Reflections of death
The tragic death of Robin Williams caused me to reflect on my own life. Here was a guy who made people laugh. His public persona was positive and warm. And yet he was not a happy man.
I look at my life and I see an unhappy person. I reflect that unhappiness on other people a good deal of the time. And yet I still choose to live.
Don’t get me wrong. I am not a gloomy person. I make the best of things. I just don’t have the positive sunshiny day out look. What I have found that motivates me is helping people be successful. Nothing brings me more joy then when someone complements me on my excellent support. Of course, I put myself down and deny that I am all that wonderful, but I love to be complemented. Who doesn’t? A few kind words can change a glum day into a spectacular day.
If I were Robin’s friend I would have been there to give him that emotional support. Not to say that the people around him were not supportive. I just think they were not aware of how deeply troubled he was. * I am thankful that I have never been there. I snapped out of it. Reality is too much a part of me. I know things will get better or worse but I am a survivor and I want those around me to survive too.
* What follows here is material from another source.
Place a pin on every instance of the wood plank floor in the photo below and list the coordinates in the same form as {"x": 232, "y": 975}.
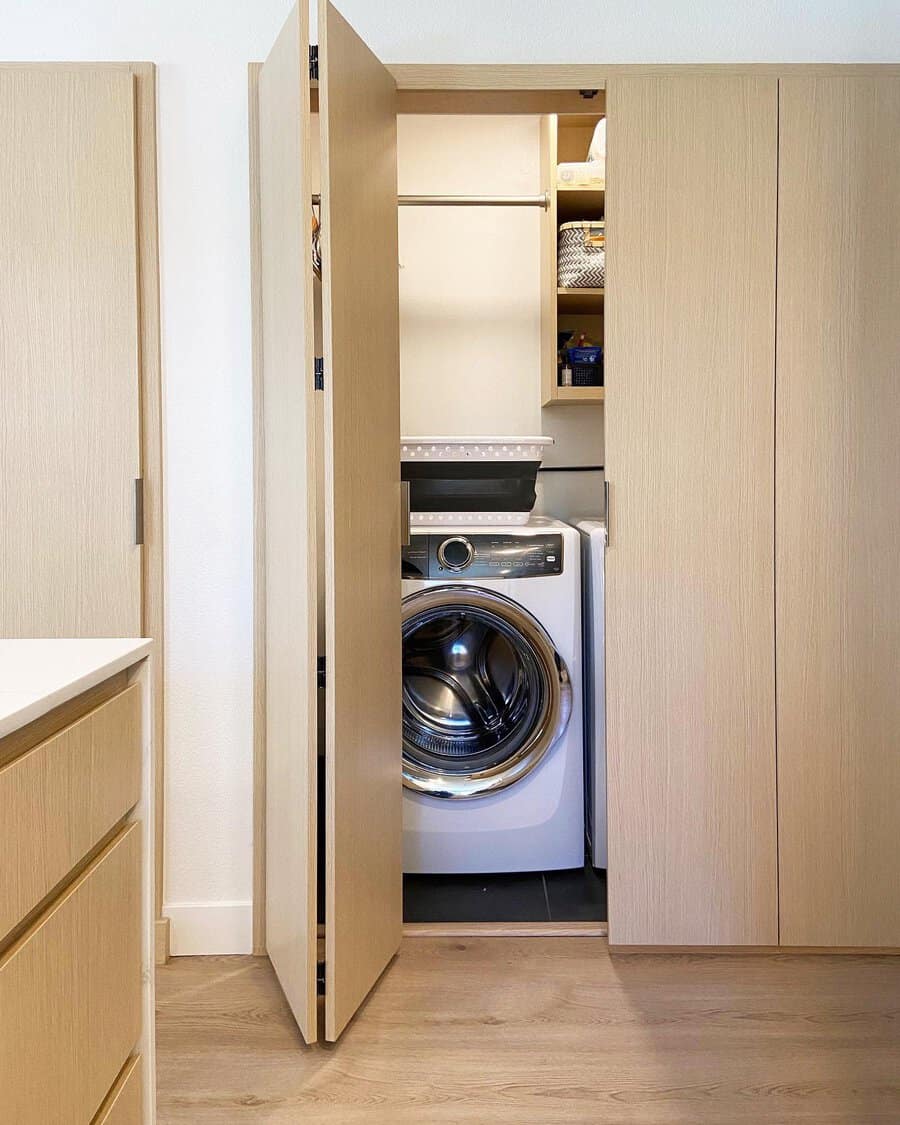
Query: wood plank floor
{"x": 542, "y": 1031}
What I need to work on is being more positive about life. If I could be the happy guy Robin was on stage I would have it all. But maybe it is my pessimism that makes me a survivor. I look for bad things to happen and when they don’t I am relieved and overjoyed, if only for a moment.
For example, I have been working on a project here at work that looks like it is not going to reach a happy conclusion, but the manager sent me an email complimenting be on my work so far. This encouraged me to go the extra mile and make it happen. I now see hope that we might success by the end of the week. Just that one positive influence and I could see a solution that I was missing before.
I hope Robin finds his happiness in the afterlife. I am sure they are laughing in heaven right now. Rest in peace kind sir.
*Recent reports indicate how supportive his family and friend truly were to him. Sometimes we just can’t help the ones we love. I think he needed professional help. I also think maybe he wanted to be found before he finished the job which sadly didn’t happen.